Aturan yang diuji di antaranya Pasal 107 ayat (1) UU 10/2016 yang berbunyi "Pasangan Calon Bupati dan Calon Wakil Bupati serta pasangan Calon Walikota dan Calon Wakil Walikota yang memperoleh suara terbanyak ditetapkan sebagai pasangan Calon Bupati dan Calon Wakil Bupati terpilih serta pasangan Calon Walikota dan Calon Wakil Walikota terpilih".
Pemohon juga menguji Pasal 109 ayat (1) UU 10/2016 yang berbunyi “Pasangan Calon Gubernur dan Calon Wakil Gubernur yang memperoleh suara terbanyak ditetapkan sebagai pasangan Calon Gubernur dan Calon Wakil Gubernur terpilih”.
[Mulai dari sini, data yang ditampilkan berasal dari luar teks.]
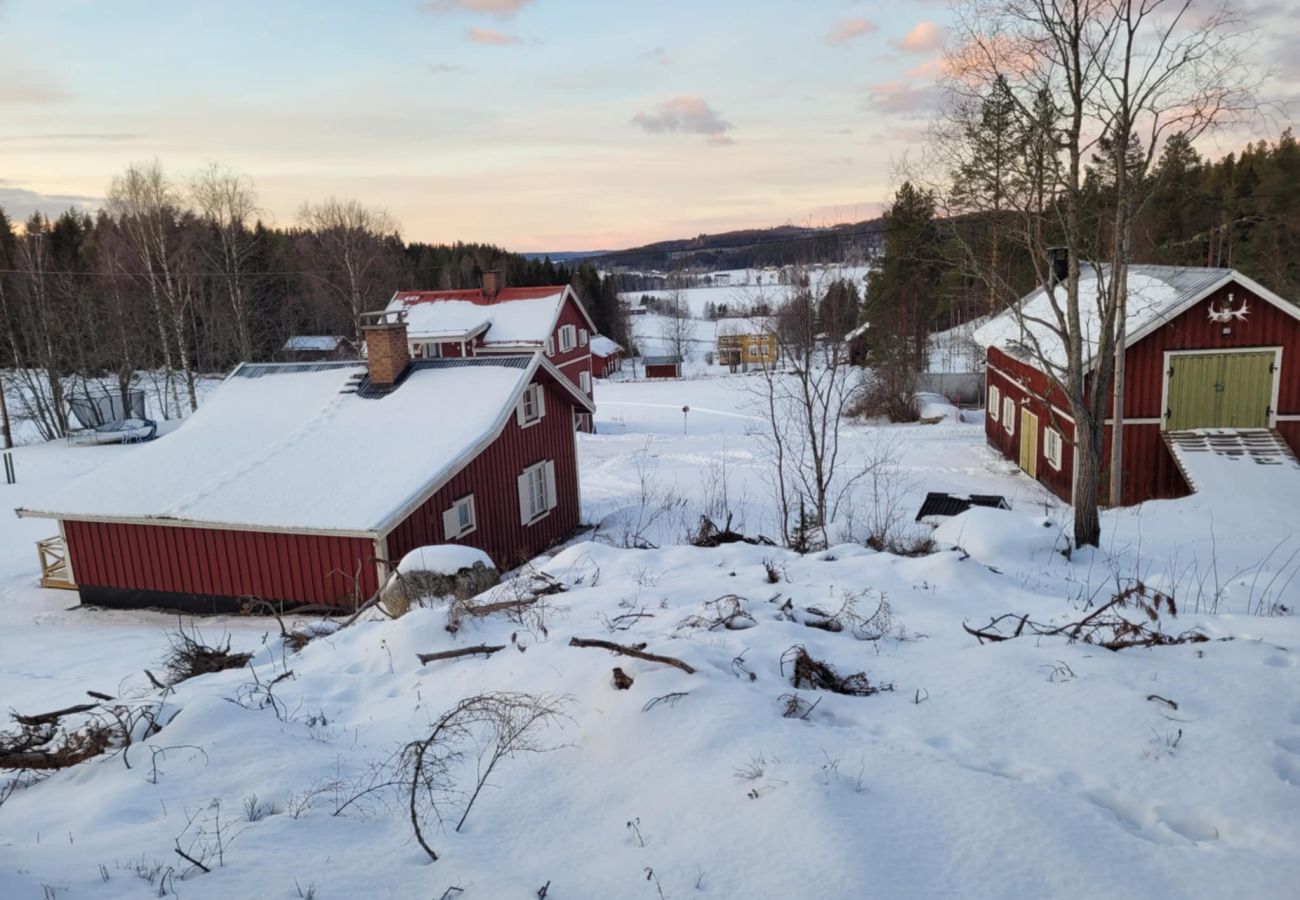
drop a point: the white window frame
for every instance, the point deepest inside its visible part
(536, 492)
(1052, 446)
(459, 519)
(531, 407)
Pemohon pun menyoroti sejumlah ketentuan yang sempat berlaku mengenai syarat memenangkan pilkada dan mengalami berbagai perubahan. Seperti contoh, yang diatur dalam UU Nomor 12 Tahun 2008, di mana paslon kepala daerah harus memperoleh suara lebih besar dari 50 persen untuk dapat ditetapkan sebagai paslon terpilih. Namun jika tidak terpenuhi dan terdapat pasangan calon yang memperoleh suara lebih dari 30 persen, maka paslon tersebut dapat dinyatakan sebagai paslon terpilih. Jika tidak terdapat pasangan calon yang memperoleh suara lebih dari 30 persen, maka dilakukan pemilihan putaran kedua.
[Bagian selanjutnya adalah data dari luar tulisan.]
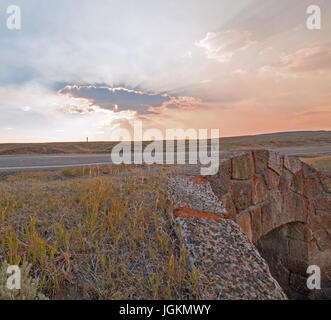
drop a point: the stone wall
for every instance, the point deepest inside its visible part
(282, 205)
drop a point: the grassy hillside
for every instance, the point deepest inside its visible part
(102, 233)
(276, 140)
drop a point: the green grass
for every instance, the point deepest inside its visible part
(95, 233)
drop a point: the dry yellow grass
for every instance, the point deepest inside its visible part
(101, 233)
(232, 143)
(320, 162)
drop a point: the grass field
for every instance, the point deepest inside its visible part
(235, 143)
(102, 233)
(320, 162)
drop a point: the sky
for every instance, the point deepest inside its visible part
(85, 68)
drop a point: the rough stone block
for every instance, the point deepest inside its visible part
(242, 167)
(256, 223)
(293, 164)
(260, 160)
(295, 265)
(276, 207)
(326, 182)
(299, 283)
(242, 195)
(298, 250)
(272, 179)
(323, 203)
(293, 209)
(221, 181)
(308, 171)
(244, 221)
(312, 188)
(267, 218)
(286, 181)
(229, 206)
(259, 191)
(275, 162)
(297, 183)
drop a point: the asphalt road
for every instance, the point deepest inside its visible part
(49, 162)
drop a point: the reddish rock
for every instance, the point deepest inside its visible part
(275, 198)
(242, 167)
(293, 209)
(256, 223)
(267, 218)
(321, 228)
(298, 249)
(308, 171)
(229, 206)
(297, 183)
(275, 162)
(260, 160)
(299, 283)
(242, 195)
(326, 182)
(221, 181)
(244, 221)
(272, 179)
(259, 191)
(323, 204)
(286, 180)
(293, 164)
(311, 188)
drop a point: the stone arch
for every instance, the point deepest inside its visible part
(266, 192)
(270, 196)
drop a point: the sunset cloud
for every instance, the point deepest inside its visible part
(123, 99)
(317, 58)
(222, 46)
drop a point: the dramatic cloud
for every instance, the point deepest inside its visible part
(316, 58)
(222, 46)
(122, 99)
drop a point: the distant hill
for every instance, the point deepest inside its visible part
(262, 141)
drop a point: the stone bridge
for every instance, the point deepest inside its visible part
(281, 204)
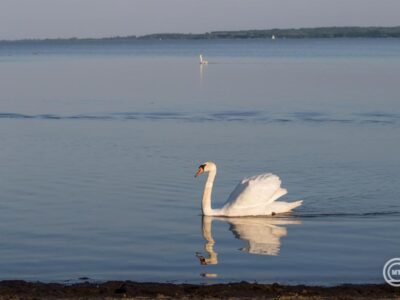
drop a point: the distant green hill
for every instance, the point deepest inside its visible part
(292, 33)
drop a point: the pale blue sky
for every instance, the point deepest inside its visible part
(99, 18)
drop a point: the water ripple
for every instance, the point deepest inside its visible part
(372, 118)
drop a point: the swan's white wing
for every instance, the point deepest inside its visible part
(255, 192)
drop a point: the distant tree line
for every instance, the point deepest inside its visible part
(293, 33)
(298, 33)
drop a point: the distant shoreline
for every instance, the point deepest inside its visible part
(290, 33)
(16, 289)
Ketentuan tersebut juga berubah kembali pada UU Nomor 1 Tahun 2015 yaitu paslon kepala daerah harus memperoleh suara lebih besar dari 30 persen untuk dapat ditetapkan sebagai pasangan calon terpilih. Jika tidak ada pasangan calon yang memperoleh suara lebih dari 30 persen, maka dilakukan pemilihan putaran kedua yang diikuti calon peraih suara terbanyak pertama dan kedua pada putaran pertama.
Kemudian pada UU Nomor 8 Tahun 2015, sudah tidak ada lagi ketentuan besaran syarat perolehan suara minimal untuk ditetapkan sebagai paslon terpilih dan paslon yang memperoleh suara terbanyak terlepas dari besaran perolehan suaranya otomatis akan ditetapkan sebagai paslon terpilih. Menurut para pemohon, ketentuan tersebut diubah tanpa adanya parameter yang jelas sehingga merupakan bentuk ketidakpastian hukum yang adil dan juga bentuk kemunduran demokrasi.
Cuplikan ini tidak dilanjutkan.